04 May, 2016

1 commit

  • In the sendmsg function of UDP, raw, ICMP and l2tp sockets, we use local
    variables like hlimits, tclass, opt and dontfrag and pass them to corresponding
    functions like ip6_make_skb, ip6_append_data and xxx_push_pending_frames.
    This is not a good practice and makes it hard to add new parameters.
    This fix introduces a new struct ipcm6_cookie similar to ipcm_cookie in
    ipv4 and include the above mentioned variables. And we only pass the
    pointer to this structure to corresponding functions. This makes it easier
    to add new parameters in the future and makes the function cleaner.

    Signed-off-by: Wei Wang
    Signed-off-by: David S. Miller

    Wei Wang
     

05 Apr, 2016

1 commit

  • Process socket-level control messages by invoking
    __sock_cmsg_send in ip6_datagram_send_ctl for control messages on
    the SOL_SOCKET layer.

    This makes sure whenever ip6_datagram_send_ctl is called for
    udp and raw, we also process socket-level control messages.
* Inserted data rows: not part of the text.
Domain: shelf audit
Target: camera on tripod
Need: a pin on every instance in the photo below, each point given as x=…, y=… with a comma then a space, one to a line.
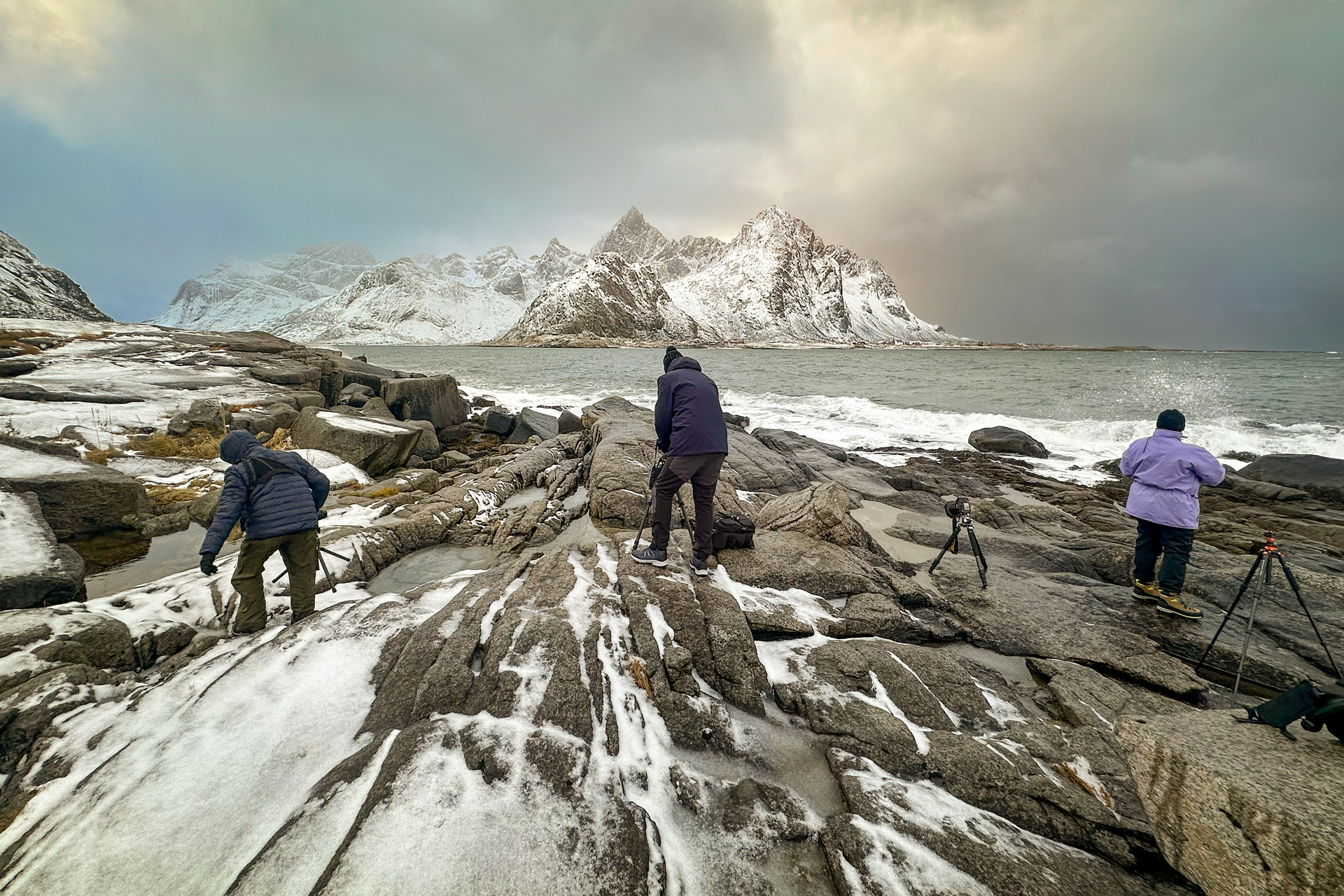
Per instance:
x=958, y=511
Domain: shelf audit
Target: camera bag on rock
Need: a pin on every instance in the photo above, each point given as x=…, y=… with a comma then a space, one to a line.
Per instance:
x=1317, y=706
x=732, y=531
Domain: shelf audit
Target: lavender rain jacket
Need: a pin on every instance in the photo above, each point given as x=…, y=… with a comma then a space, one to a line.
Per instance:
x=1167, y=476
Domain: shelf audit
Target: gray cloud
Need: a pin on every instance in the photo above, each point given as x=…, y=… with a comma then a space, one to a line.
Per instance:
x=1028, y=169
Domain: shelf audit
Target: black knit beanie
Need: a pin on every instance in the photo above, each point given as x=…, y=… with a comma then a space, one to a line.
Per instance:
x=1171, y=419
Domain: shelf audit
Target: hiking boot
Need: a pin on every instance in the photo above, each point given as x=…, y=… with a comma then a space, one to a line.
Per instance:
x=1171, y=602
x=651, y=556
x=1145, y=592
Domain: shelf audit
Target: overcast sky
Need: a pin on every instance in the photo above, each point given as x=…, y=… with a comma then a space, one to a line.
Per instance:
x=1129, y=172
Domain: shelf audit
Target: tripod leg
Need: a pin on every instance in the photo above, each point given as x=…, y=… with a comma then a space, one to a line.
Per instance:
x=1250, y=624
x=981, y=564
x=1250, y=575
x=331, y=582
x=949, y=546
x=1297, y=593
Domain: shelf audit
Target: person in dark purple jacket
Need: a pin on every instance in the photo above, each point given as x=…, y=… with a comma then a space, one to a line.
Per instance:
x=1164, y=500
x=695, y=438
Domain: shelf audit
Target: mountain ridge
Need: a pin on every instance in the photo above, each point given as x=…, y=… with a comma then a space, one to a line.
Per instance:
x=31, y=289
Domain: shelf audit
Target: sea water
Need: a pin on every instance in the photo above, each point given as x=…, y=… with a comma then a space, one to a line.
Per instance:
x=1084, y=406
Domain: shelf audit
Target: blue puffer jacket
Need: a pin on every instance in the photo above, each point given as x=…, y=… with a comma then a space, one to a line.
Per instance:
x=283, y=504
x=687, y=416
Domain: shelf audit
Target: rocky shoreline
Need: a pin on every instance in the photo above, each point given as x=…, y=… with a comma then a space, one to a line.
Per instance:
x=820, y=715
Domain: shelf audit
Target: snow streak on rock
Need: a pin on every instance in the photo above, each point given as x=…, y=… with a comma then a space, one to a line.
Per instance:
x=31, y=289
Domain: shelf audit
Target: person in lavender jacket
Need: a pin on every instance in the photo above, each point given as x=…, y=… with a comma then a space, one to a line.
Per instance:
x=1164, y=498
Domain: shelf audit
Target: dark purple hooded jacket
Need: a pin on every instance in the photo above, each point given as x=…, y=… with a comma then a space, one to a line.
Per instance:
x=689, y=416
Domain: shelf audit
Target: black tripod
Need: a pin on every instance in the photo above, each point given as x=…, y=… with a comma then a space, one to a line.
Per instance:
x=960, y=514
x=1264, y=564
x=331, y=582
x=654, y=475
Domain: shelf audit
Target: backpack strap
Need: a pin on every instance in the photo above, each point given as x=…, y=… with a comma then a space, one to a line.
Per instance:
x=264, y=470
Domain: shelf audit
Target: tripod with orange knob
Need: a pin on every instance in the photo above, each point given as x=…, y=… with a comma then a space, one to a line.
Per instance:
x=1265, y=558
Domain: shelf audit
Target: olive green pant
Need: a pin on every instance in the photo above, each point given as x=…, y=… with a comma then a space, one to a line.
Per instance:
x=300, y=554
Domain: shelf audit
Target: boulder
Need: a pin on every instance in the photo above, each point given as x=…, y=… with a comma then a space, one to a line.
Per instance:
x=377, y=409
x=17, y=368
x=286, y=372
x=77, y=498
x=375, y=447
x=1322, y=477
x=823, y=461
x=819, y=511
x=737, y=419
x=428, y=444
x=1004, y=440
x=203, y=414
x=426, y=398
x=570, y=422
x=1240, y=809
x=202, y=511
x=528, y=424
x=499, y=422
x=35, y=568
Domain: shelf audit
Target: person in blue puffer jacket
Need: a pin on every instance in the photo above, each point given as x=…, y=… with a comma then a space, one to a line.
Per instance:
x=276, y=496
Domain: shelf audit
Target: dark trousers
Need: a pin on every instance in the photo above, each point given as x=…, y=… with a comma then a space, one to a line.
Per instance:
x=300, y=554
x=1172, y=543
x=702, y=472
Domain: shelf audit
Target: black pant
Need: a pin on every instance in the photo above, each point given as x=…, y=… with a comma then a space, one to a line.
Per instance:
x=702, y=470
x=1172, y=543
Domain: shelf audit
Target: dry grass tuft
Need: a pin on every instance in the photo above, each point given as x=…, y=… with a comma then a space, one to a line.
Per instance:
x=281, y=441
x=641, y=679
x=200, y=444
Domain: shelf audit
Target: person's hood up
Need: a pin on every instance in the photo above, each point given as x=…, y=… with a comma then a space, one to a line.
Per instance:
x=685, y=365
x=237, y=445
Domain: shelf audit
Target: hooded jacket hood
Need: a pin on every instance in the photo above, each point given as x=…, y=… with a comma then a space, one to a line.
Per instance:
x=685, y=363
x=235, y=447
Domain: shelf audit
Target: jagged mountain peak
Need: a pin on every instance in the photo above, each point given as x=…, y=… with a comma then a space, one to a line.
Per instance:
x=634, y=238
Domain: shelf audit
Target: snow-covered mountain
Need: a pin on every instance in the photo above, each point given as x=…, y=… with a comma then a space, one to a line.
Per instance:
x=31, y=289
x=606, y=296
x=241, y=295
x=638, y=241
x=778, y=282
x=430, y=300
x=774, y=282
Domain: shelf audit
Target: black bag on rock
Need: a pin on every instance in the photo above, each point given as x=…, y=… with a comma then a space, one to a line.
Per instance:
x=1317, y=706
x=732, y=531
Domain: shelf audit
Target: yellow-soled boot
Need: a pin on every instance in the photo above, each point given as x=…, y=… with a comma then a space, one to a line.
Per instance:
x=1171, y=602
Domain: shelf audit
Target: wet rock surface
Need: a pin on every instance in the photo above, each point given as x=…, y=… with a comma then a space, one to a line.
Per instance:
x=1240, y=809
x=819, y=715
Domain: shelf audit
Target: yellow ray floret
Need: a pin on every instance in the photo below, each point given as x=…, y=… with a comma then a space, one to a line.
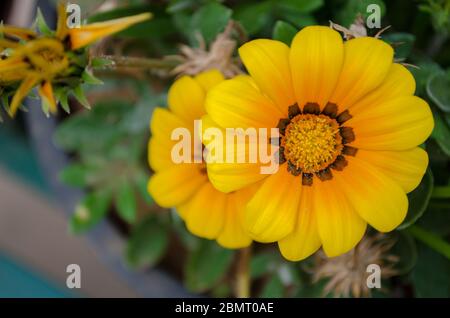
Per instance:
x=45, y=91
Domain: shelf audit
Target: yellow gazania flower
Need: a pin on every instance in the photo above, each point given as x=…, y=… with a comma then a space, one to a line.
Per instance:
x=350, y=129
x=40, y=59
x=207, y=212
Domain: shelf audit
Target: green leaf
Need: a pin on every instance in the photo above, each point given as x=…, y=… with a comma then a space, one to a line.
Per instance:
x=78, y=131
x=253, y=17
x=210, y=20
x=402, y=43
x=284, y=32
x=431, y=276
x=349, y=12
x=141, y=181
x=75, y=175
x=437, y=218
x=145, y=29
x=61, y=95
x=433, y=241
x=99, y=62
x=79, y=95
x=147, y=244
x=418, y=200
x=406, y=250
x=89, y=78
x=42, y=24
x=299, y=20
x=91, y=210
x=441, y=133
x=126, y=203
x=179, y=5
x=423, y=74
x=206, y=265
x=274, y=288
x=438, y=89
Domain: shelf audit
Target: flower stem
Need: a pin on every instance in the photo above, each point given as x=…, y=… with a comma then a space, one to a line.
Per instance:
x=441, y=192
x=242, y=273
x=430, y=239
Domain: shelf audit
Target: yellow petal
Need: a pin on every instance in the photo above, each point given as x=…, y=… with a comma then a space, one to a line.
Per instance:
x=340, y=227
x=45, y=90
x=174, y=186
x=399, y=82
x=304, y=239
x=398, y=124
x=209, y=79
x=375, y=197
x=238, y=103
x=316, y=58
x=186, y=99
x=407, y=168
x=87, y=34
x=205, y=213
x=25, y=87
x=267, y=61
x=271, y=213
x=366, y=63
x=233, y=234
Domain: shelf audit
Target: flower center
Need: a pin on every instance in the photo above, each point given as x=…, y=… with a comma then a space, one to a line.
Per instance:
x=312, y=142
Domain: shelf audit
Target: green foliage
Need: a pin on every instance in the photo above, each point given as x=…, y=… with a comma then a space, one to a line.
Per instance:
x=418, y=200
x=284, y=32
x=206, y=266
x=109, y=142
x=431, y=276
x=210, y=20
x=350, y=11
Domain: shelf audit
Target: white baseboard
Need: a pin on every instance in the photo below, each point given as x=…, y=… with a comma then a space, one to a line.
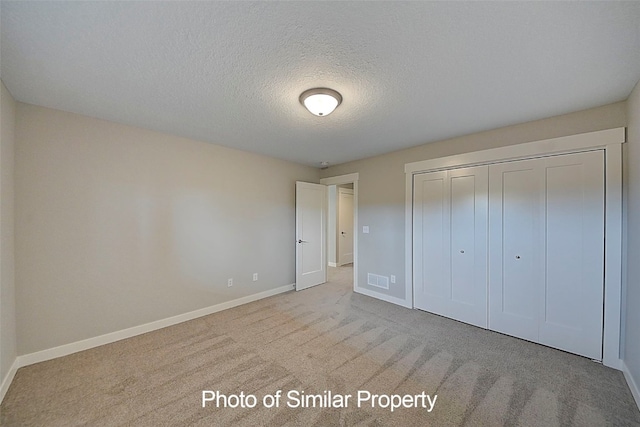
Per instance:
x=383, y=297
x=633, y=385
x=6, y=381
x=64, y=350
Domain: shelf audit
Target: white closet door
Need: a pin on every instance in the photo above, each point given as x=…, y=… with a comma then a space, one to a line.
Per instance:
x=515, y=247
x=571, y=313
x=450, y=248
x=431, y=268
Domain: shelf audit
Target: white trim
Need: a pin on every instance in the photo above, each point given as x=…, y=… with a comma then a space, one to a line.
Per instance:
x=408, y=241
x=381, y=296
x=633, y=386
x=565, y=144
x=64, y=350
x=340, y=179
x=348, y=179
x=6, y=381
x=612, y=256
x=611, y=141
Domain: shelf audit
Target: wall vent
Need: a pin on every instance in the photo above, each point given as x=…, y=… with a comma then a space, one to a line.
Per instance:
x=378, y=281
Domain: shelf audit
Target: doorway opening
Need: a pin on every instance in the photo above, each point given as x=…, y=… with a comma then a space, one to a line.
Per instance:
x=342, y=228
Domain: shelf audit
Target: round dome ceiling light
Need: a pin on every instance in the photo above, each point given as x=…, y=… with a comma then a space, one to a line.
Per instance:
x=320, y=101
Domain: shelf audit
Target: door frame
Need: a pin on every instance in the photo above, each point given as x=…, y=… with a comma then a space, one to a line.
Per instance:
x=351, y=178
x=610, y=141
x=343, y=190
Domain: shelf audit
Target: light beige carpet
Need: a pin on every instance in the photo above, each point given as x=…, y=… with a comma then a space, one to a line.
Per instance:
x=322, y=339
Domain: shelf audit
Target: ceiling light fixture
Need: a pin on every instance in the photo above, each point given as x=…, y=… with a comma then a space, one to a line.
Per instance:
x=320, y=101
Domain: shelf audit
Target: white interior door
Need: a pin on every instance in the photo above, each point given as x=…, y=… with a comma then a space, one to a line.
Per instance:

    This is a bit uglier than IPv4, since IPv6 does not have
    something like ipcm_cookie. Perhaps we can later create
    a control message cookie for IPv6?

    Note that this commit interprets new control messages that
    were ignored before. As such, this commit does not change
    the behavior of IPv6 control messages.

    Signed-off-by: Soheil Hassas Yeganeh
    Acked-by: Willem de Bruijn
    Signed-off-by: David S. Miller

    Soheil Hassas Yeganeh
     

08 Feb, 2016

1 commit

  • Silence lockdep false positive about rcu_dereference() being
    used in the wrong context.

    First one should use rcu_dereference_protected() as we own the spinlock.

    Second one should be a normal assignation, as no barrier is needed.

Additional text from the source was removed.